Friday, August 4, 2023

Devotionals for the Heart: Living a life full of faith in God and love for others

The Audacity of Faith
A devotional by Chaplain Paul Anderson

“But I say to you who hear, Love your enemies, do good to those who hate you, bless those who curse you, pray for those who abuse you.”–Luke 6:27-28 ESV

Living a life of faith is often challenging because faithful living requires leaps of faith.

The Bible is full of stories that demonstrate the audacity of faith. David challenged Goliath without wearing any protective gear of warfare. Joshua overthrew Jericho with strategic silence rather than the bedlam of combat. Gideon asked for a sign from God that would make a piece of wool be dry while sitting on ground saturated with morning dew.

The choices of the faith-filled life frequently demand delayed gratification and maybe the pain of being ostracized or persecuted. Jeremiah, a Hebrew prophet, was ostracized and tortured for being a truth teller. Ezekiel was marginalized because of his prolific, prophetic, one man plays.

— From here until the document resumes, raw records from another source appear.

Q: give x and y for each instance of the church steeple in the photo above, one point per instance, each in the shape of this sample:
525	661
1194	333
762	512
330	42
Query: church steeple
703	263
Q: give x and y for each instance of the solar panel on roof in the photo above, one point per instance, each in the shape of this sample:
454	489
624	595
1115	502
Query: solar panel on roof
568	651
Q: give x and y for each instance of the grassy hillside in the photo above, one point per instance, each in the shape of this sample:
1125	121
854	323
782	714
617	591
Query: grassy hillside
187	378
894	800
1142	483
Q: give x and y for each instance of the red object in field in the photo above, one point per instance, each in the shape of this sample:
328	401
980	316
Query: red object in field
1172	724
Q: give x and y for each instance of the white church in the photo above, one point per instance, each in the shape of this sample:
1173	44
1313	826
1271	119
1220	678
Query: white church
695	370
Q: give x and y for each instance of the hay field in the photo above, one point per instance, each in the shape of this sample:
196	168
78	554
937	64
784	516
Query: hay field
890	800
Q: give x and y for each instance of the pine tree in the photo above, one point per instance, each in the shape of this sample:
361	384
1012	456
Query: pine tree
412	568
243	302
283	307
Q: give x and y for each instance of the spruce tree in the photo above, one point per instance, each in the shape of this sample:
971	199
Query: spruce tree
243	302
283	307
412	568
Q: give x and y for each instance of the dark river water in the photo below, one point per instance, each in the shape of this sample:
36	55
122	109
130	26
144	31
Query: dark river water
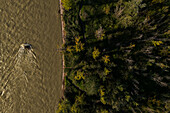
30	79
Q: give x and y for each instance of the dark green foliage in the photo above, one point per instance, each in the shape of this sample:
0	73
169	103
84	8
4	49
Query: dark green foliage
124	66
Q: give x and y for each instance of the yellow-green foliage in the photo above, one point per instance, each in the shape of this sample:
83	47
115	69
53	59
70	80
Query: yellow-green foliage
106	71
80	75
69	49
95	53
157	1
67	4
79	46
106	59
102	93
106	9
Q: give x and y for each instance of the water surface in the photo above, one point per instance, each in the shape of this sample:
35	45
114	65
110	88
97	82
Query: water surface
30	80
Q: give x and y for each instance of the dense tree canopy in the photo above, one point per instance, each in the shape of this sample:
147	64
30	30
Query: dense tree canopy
119	54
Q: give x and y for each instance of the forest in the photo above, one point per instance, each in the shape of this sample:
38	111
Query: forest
117	56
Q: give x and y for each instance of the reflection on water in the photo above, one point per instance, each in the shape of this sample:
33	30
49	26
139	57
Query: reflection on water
30	79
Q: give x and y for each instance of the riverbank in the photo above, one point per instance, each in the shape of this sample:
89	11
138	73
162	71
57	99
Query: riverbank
63	39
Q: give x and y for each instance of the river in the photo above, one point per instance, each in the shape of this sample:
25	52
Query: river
30	80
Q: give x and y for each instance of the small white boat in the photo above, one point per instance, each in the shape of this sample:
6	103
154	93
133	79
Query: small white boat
26	46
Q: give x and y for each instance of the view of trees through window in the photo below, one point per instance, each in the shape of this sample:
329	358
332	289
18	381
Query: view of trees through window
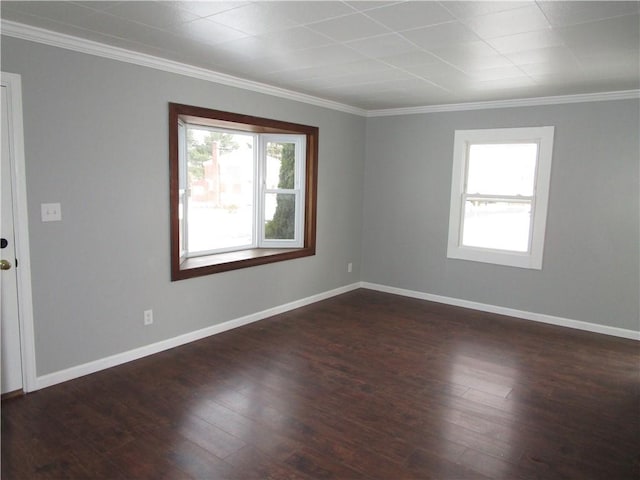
282	224
222	164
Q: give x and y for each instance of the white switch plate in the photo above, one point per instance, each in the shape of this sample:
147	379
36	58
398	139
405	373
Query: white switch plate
51	212
148	317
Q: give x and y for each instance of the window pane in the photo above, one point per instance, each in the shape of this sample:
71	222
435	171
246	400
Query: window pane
221	198
502	169
280	216
281	161
497	225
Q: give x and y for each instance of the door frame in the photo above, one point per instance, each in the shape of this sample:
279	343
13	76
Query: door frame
13	83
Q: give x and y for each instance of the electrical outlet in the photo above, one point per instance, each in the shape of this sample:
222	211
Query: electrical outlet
50	212
148	317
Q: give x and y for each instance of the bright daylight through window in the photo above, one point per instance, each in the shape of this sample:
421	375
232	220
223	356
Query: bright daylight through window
499	195
243	190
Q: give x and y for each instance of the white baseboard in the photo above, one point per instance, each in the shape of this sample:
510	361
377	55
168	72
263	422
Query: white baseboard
128	356
124	357
536	317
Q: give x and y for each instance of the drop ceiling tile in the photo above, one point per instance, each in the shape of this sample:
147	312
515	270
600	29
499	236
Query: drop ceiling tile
206	31
350	27
526	41
407	59
364	79
383	45
69	13
254	18
206	9
497	74
155	14
293	39
362	66
409	15
550	55
509	22
96	5
603	36
463	53
326	56
442	35
303	12
548	70
363	6
468	9
576	12
111	25
436	71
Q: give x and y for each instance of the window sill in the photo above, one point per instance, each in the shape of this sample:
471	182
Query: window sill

Jesus Christ was the sinless Messiah, yet, He submitted himself to be baptized by His cousin, John the Baptizer. The Beatitudes, listed in Matthew 5, also seem counterintuitive. Yet, these are the keys to the Kingdom of Heaven.

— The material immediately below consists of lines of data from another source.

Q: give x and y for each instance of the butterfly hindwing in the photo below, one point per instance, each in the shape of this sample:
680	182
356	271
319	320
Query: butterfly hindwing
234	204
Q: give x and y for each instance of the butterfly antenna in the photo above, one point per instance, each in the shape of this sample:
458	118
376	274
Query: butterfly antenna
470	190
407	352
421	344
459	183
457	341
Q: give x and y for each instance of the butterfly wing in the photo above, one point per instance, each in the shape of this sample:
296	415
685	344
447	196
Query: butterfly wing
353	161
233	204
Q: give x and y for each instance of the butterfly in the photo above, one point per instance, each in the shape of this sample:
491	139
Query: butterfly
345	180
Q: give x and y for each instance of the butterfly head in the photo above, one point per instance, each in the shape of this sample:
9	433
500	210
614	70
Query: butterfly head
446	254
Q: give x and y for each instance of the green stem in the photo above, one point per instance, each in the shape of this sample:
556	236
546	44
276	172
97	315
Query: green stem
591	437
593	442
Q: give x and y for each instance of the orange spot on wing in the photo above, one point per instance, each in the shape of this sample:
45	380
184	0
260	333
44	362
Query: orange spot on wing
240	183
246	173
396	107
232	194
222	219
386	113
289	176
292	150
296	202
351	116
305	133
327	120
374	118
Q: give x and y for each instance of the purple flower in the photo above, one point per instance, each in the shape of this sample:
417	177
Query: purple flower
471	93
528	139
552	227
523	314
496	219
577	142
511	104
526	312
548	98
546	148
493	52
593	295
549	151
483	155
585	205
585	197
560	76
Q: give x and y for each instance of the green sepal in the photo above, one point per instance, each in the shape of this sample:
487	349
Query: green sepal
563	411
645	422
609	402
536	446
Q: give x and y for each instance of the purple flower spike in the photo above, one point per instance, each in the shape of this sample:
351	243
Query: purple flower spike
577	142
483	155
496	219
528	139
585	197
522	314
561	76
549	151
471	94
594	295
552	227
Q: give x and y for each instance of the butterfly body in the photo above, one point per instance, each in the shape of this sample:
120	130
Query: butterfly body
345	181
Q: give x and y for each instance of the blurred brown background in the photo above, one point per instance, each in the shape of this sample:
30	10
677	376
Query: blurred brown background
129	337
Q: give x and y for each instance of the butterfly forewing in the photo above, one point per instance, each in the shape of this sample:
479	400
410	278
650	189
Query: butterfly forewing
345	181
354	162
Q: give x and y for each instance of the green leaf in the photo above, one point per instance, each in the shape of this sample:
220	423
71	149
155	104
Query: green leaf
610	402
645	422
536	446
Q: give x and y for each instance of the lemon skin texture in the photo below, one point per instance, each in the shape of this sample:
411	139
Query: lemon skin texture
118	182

Jesus states them more precisely in Luke 6:27-28. Love your enemies. Do good to them who hate you. Bless those who curse you and pray for those who mistreat you.

As the world and our communities become more divided, we already know that arguing and forcefulness has not worked very well. I am choosing to try the "Jesus Method” (as I call it, referring to The Beatitudes) in my interactions going forward.

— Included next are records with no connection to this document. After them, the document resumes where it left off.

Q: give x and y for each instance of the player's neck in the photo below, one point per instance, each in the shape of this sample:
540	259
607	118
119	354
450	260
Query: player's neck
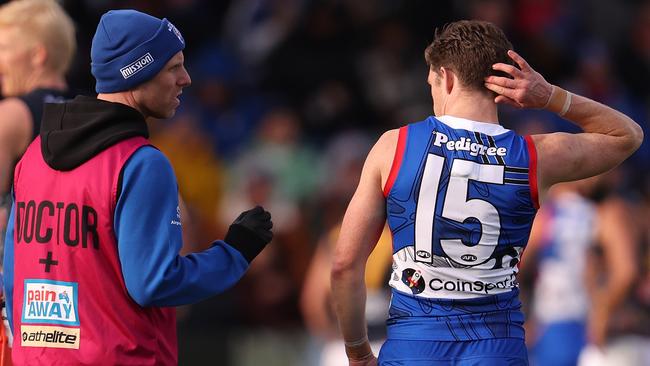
473	107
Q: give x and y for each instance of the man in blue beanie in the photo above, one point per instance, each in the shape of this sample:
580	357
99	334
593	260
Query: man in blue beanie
92	262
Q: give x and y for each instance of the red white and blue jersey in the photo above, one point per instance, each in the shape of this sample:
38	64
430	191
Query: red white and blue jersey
461	197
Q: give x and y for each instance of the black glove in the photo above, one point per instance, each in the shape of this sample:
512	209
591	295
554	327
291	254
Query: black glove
250	232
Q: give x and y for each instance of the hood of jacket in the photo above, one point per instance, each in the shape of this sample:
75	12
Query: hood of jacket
75	131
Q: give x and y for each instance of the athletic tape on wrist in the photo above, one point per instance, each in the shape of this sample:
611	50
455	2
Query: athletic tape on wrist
567	104
356	343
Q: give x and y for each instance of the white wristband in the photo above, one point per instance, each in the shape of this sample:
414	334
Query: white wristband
567	104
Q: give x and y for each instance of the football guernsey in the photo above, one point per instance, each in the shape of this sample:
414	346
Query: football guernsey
461	197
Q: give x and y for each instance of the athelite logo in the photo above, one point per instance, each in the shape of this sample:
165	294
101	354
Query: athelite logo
137	65
50	316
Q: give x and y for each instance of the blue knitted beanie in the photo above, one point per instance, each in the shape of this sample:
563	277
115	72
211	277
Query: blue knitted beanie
130	48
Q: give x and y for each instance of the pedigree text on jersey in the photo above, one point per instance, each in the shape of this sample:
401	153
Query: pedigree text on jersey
466	144
56	223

A few days ago, I was in a store with two of my grandchildren. I saw a man in one of the aisles with a little boy the size and age of my granddaughter. I noticed that he was wearing two guns. He did not appear to be a pleasant man or pleased to see me. Rather than cower, I greeted him by asking how he and Misters Smith and Wesson were. He got the reference to his guns, stopped and responded by saying, “His Glocks were not looking for trouble but were prepared if trouble found him.” He asked me where I learned about guns. I told him that I had been in the military for several decades. As we parted, he said, “Thank you for your service, brother!” The ice and tension were broken.

Personally, professionally and politically, I am going to pray more about the issues and people with whom I am not aligned. I am going to do good for and be nice to people who may not initially treat me with kindness. I will pray with people who cross my path and radiate a need.

A little while ago, my wife and I stayed in a hotel in Salt Lake City. We had dinner in the dining room one evening. The next morning as we walked to breakfast, a gentleman who sat near us in the dining room was walking down the corridor. He stopped us and we chatted for a few minutes. There was immediate rapport. After small talk, he plunged into his story of grief. His wife of 53 years had recently died. He was at a conference with friends but he was having a hard time. In the middle of a busy corridor, we prayed together. His countenance lifted after the prayer. We took some pictures together and exchanged addresses. We became friends because of a counterintuitive experience.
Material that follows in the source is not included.